No basta, como se ha visto, desearlo. Según Verónica hay que moverse, accionar. Aunque el contexto en cada país latinoamericano es diferente, muchas de estas iniciativas autofinanciadas han demostrado ser exitosas, en tanto cumplen con sus objetivos socioculturales; estos jóvenes saben que en términos económicos dichas alternativas no siempre representan ganancias, aunque el trabajo en colectivo reparte de alguna manera las “pérdidas”.

Vaca 35 Teatro también se autofinancia. Cada mes sus integrantes donan 35 pesos mexicanos a una “vaquita”, lo que en Cuba comúnmente se conoce como “ponina”. Damián Cervantes, su director, sabe que del teatro, por ejemplo, no van a vivir. “Esa es una discusión barroca, —dice—. Una vez que asumes eso, puedes concentrarte en crear. Porque no tener dinero no puede ser impedimento para no hacer; es más bien un imperativo para trabajar con otros recursos”.

Imagen: La Jiribilla

“Hacer teatro, de por sí, es ya una independencia de pensamiento”, afirma. “A mayor carencia, mayor creatividad”, es la apuesta de este director y asesor teatral.

Por si fuera poco, hay otro elemento en común entre estos jóvenes artistas: los proyectos que lideran apuestan por una corriente de “reunificación” de los saberes latinoamericanos, por el autoconocimiento de la identidad continental, que carga hoy el gran peso de la fragmentación cultural.

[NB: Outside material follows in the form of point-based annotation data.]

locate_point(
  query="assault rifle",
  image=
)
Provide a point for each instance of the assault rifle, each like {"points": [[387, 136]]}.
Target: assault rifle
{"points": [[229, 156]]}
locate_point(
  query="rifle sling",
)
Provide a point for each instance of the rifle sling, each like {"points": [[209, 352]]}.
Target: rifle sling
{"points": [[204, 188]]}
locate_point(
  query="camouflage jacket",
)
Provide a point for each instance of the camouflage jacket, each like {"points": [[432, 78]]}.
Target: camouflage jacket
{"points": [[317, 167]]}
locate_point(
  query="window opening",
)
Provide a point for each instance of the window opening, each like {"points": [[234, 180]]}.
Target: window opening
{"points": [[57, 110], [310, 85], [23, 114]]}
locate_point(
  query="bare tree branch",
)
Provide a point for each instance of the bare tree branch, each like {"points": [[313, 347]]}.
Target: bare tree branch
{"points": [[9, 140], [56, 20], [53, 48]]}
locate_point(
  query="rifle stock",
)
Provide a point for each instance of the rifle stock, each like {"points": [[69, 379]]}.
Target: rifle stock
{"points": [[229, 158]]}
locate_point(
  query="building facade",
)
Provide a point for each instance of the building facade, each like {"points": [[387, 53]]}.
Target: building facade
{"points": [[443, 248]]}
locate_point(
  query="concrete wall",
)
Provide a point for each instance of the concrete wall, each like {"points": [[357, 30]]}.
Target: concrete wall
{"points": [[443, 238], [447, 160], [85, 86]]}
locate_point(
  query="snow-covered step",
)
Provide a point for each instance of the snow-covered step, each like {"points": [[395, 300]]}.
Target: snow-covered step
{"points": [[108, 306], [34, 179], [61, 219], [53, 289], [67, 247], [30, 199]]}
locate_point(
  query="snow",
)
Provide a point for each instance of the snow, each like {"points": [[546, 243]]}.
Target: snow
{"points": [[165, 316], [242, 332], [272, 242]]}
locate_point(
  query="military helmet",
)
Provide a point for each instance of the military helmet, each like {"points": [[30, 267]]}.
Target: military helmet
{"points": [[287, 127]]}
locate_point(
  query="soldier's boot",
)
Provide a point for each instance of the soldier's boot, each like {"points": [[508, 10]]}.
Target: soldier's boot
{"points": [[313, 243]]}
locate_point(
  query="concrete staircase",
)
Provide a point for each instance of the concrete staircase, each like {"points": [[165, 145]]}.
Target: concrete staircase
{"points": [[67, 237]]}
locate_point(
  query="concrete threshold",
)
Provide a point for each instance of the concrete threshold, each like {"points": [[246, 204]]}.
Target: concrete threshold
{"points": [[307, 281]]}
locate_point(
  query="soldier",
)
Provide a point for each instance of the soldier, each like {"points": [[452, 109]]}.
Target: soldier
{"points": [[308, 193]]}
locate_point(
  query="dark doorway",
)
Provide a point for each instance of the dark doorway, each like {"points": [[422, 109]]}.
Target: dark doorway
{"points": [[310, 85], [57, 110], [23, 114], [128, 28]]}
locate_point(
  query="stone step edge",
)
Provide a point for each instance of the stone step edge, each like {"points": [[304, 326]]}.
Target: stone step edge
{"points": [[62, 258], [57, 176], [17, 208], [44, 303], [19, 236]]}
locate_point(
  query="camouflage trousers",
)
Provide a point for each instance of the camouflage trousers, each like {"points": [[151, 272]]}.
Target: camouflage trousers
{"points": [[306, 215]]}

Sus experiencias son reveladoras vistas como demostración, por las alternativas de (auto)gestión que pueden fungir como caminos diferentes. Queda mucho por andar en ese sentido; y muchas veces parecerá imposible. Pero las dimensiones simbólicas de la soberanía y las tradiciones son hoy herramientas para reescribir la historia; ahí hay una clave para el control irreverente sobre los pueblos. La resistencia, sobre todo la cultural, se torna entonces urgente para Latinoamérica.